There are many places in Copenhagen where you can buy street food. There is however one spot you should not miss during your 2 days in Copenhagen. Reffen is a street food market on the old industrial estate Refshaleøen. In an area of 6000 m² you will find dozens of food trucks with tasty snacks from everywhere. Sit yourself down on one of the long tables, and enjoy Asian noodles, tacos, hamburgers, or smørrebrød. You can relax in one of the beach chairs along the water.
If you cross the bridge at Nyhavn, you can’t miss Reffen.
Noma is the culinary highlight of Denmark (and Europe by extension).
Noma stands for “Nordic and Mad”. Mad is the Danish word for food. The restaurant was ranked as best restaurant in the world numerous times, and has two Michelin stars.
The menu consists of Scandinavian dishes. If you have something special to celebrate during your 2 days in Copenhagen, or you really enjoy your food, this is the place to go. Beware: you have to book a table months in advance!

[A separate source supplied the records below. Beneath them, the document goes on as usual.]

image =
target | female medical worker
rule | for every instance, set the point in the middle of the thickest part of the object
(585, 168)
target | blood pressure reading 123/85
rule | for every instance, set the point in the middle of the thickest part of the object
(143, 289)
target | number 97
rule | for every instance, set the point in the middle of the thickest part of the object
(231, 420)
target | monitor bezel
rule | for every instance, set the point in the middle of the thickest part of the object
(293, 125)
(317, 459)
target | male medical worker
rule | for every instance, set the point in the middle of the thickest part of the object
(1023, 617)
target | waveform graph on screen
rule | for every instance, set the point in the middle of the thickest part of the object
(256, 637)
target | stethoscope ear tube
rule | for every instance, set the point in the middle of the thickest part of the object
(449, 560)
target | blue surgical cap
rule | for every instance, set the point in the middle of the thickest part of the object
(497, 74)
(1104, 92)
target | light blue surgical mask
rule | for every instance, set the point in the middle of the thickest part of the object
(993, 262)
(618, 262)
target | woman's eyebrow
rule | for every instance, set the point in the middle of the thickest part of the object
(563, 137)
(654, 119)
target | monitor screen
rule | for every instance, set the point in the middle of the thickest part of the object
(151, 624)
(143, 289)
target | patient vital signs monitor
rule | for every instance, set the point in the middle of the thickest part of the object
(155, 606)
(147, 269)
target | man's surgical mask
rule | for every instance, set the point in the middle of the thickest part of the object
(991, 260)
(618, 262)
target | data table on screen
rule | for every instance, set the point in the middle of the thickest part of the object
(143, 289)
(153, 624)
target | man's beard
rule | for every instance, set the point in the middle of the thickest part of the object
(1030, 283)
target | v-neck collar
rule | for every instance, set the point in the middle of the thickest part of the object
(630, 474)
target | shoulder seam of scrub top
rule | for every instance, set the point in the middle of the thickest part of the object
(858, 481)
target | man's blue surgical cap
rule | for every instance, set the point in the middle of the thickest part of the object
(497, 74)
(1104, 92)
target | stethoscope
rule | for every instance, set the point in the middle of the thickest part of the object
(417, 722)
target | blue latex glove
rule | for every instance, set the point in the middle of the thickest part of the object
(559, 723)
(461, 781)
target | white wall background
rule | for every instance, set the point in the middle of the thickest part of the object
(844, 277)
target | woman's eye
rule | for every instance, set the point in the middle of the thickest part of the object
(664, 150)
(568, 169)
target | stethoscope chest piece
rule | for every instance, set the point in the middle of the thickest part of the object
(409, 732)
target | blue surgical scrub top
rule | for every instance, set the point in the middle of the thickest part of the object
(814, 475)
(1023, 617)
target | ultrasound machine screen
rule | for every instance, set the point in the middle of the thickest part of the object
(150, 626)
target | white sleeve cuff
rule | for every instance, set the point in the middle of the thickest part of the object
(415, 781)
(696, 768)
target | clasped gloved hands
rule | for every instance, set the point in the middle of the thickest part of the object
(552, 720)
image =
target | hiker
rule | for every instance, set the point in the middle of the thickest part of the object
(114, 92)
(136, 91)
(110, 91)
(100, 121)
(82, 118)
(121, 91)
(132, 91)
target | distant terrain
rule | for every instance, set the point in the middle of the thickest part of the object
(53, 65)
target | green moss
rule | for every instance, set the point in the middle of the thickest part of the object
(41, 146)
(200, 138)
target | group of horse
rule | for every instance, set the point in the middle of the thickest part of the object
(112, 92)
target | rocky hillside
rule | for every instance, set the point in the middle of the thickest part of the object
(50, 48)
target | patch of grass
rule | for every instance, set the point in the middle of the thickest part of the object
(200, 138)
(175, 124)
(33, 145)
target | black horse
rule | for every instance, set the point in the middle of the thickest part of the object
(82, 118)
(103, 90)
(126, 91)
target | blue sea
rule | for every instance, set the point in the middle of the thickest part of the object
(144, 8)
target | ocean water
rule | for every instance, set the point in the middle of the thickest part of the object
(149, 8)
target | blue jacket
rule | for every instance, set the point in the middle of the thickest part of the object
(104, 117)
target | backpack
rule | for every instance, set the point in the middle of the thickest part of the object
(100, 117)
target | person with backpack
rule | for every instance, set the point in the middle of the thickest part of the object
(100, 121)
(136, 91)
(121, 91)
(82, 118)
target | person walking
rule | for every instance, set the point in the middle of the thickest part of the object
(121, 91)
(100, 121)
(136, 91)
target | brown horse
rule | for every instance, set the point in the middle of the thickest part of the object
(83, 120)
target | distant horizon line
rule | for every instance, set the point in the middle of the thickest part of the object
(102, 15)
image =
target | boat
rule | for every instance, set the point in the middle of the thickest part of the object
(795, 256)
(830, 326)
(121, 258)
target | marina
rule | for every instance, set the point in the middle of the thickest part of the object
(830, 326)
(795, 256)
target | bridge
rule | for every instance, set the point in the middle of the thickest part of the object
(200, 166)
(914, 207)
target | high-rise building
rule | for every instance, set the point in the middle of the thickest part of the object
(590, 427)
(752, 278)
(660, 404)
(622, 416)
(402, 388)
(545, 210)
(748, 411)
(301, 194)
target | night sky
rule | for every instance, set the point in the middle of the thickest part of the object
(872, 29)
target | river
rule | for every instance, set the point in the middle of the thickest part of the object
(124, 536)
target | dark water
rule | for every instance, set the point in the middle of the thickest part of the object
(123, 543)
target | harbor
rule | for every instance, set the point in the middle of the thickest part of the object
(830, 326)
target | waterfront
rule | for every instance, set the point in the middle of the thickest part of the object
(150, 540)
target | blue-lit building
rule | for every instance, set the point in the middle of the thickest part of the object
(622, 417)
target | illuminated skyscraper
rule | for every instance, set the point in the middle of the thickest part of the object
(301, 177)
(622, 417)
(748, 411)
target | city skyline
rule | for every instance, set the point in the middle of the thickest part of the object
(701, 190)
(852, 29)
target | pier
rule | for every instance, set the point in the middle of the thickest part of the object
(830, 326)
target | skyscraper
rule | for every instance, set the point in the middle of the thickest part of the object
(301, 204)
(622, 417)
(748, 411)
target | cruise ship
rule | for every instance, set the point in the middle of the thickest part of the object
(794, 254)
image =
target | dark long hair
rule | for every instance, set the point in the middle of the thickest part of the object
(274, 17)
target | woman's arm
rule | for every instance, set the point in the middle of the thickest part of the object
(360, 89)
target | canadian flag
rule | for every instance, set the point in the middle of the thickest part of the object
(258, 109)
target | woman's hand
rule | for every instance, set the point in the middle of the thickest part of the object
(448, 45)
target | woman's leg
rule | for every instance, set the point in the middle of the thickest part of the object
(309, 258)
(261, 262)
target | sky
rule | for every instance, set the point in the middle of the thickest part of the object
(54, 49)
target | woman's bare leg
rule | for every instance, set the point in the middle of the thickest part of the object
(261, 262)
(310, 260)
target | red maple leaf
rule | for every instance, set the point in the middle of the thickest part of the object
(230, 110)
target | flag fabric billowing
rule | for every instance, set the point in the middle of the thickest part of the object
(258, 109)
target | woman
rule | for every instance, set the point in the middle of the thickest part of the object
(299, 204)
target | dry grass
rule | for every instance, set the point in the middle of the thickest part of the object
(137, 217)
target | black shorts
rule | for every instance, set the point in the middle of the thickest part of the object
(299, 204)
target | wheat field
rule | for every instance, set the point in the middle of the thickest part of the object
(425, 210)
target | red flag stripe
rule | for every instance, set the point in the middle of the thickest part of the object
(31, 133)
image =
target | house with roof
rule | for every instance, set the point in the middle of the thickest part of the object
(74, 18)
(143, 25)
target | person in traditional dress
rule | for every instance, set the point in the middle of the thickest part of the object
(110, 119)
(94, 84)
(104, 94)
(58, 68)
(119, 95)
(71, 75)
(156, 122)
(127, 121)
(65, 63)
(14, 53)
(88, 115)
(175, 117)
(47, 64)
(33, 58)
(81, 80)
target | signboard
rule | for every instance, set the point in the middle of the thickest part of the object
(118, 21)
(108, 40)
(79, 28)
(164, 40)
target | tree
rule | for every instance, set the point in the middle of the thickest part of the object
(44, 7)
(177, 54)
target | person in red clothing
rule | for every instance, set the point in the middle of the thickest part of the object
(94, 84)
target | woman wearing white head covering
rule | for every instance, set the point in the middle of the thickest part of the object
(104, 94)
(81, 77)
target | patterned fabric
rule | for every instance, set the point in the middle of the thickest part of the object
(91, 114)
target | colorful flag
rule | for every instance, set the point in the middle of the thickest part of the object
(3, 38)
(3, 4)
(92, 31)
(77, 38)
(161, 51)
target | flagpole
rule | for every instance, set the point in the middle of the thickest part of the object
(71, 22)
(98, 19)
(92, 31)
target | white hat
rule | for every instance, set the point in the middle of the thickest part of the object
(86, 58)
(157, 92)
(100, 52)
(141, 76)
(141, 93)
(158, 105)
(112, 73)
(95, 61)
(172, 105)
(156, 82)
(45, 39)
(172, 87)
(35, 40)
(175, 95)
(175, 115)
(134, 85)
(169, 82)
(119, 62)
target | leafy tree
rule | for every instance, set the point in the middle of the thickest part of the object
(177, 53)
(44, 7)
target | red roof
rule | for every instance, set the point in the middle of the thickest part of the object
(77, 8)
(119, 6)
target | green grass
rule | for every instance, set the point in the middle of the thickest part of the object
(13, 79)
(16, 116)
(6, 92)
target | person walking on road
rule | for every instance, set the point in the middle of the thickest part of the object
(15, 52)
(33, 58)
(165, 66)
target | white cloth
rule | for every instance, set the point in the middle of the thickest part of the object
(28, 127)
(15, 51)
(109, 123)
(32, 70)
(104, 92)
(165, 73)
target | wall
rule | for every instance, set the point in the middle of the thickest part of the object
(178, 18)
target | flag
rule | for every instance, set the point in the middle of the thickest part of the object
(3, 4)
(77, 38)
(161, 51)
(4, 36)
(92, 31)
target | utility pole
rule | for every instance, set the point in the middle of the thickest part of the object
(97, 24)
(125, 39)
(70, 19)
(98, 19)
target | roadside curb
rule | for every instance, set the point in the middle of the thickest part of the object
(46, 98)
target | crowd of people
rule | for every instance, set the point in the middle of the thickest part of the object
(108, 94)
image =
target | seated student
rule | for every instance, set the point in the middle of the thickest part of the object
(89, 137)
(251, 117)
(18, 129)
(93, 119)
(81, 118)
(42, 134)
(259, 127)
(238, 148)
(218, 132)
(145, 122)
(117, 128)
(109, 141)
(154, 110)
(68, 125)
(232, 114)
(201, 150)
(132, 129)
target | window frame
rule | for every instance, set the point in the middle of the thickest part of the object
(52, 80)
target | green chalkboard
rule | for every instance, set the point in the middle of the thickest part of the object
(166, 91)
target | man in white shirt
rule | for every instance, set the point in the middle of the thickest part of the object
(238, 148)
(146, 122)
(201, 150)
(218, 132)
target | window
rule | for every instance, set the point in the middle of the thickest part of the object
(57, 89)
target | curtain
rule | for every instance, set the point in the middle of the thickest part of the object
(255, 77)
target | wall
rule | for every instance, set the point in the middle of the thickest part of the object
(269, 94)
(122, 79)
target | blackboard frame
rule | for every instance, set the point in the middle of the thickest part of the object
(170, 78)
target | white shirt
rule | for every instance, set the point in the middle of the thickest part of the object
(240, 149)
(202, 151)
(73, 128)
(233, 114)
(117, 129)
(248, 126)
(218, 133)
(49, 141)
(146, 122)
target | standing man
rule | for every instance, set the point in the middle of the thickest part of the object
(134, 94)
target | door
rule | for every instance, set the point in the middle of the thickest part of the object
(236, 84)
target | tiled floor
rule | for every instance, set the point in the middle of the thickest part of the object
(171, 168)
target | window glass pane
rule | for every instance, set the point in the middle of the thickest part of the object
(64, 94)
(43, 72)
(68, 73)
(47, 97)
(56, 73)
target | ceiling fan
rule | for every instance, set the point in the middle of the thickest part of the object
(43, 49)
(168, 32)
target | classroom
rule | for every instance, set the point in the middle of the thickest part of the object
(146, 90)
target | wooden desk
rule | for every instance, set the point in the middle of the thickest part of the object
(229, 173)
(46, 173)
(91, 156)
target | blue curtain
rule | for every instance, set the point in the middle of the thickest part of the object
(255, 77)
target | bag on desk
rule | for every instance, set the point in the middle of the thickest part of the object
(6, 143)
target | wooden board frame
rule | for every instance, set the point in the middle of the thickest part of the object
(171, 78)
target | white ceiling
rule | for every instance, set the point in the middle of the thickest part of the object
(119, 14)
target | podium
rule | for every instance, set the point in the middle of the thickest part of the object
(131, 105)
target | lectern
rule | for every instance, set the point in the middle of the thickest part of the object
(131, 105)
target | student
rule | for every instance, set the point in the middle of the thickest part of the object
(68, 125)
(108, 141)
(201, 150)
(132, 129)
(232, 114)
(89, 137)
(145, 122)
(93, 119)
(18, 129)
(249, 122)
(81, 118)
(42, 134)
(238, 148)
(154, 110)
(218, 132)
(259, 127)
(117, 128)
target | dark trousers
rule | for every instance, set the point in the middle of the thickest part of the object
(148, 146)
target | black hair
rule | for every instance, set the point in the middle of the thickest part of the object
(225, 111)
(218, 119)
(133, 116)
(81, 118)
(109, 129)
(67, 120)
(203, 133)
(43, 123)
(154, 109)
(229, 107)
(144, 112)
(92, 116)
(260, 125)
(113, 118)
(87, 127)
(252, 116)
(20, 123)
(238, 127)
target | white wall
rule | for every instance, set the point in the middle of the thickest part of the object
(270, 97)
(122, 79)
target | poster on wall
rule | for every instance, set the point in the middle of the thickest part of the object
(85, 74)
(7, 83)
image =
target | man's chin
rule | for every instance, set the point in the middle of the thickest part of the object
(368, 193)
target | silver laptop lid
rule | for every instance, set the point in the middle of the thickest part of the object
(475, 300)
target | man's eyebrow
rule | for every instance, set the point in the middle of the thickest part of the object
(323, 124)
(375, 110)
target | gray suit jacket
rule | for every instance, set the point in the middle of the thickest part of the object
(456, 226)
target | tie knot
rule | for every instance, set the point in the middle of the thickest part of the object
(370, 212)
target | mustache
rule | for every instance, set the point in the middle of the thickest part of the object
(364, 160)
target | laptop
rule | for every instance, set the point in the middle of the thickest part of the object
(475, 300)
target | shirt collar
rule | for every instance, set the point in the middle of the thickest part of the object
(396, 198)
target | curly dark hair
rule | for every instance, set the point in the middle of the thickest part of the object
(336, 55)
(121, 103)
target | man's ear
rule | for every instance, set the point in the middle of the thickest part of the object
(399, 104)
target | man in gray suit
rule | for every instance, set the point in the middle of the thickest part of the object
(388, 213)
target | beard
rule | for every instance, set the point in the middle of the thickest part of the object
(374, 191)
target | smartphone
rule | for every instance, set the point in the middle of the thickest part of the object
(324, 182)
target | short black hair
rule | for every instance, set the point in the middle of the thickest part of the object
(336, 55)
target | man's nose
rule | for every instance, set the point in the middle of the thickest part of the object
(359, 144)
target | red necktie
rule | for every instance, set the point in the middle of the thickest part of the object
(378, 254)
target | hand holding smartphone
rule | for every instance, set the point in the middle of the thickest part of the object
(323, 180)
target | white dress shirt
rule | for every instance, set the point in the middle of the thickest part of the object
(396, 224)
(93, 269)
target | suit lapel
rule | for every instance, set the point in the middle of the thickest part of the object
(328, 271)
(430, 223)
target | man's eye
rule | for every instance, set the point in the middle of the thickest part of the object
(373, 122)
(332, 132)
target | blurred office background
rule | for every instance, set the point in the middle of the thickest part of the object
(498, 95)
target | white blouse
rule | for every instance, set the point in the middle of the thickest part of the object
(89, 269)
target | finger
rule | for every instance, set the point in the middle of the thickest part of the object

The Meatpacking District is an industrial area, outside of the centre. There used to be slaughterhouses and meat processing plants. The area was long neglected, but it has now transformed in to a trendy spot for going out and it's one of the places to visit in Copenhagen. You will find fantastic restaurants here, such as Fiskebar, Gorilla, Warpigs, and many others. It is a popular area, so book a table in advance.
The Torvehallerne is a foodies’ paradise. It consists of two market halls. The mountains of fruit, large chunks of meat, and windows full of exquisite dishes will really whet your appetite. Many stalls sell small warm or cold dishes. There is not a lot of space to sit inside, but there are tables and benches in front of the building where you can enjoy these delights.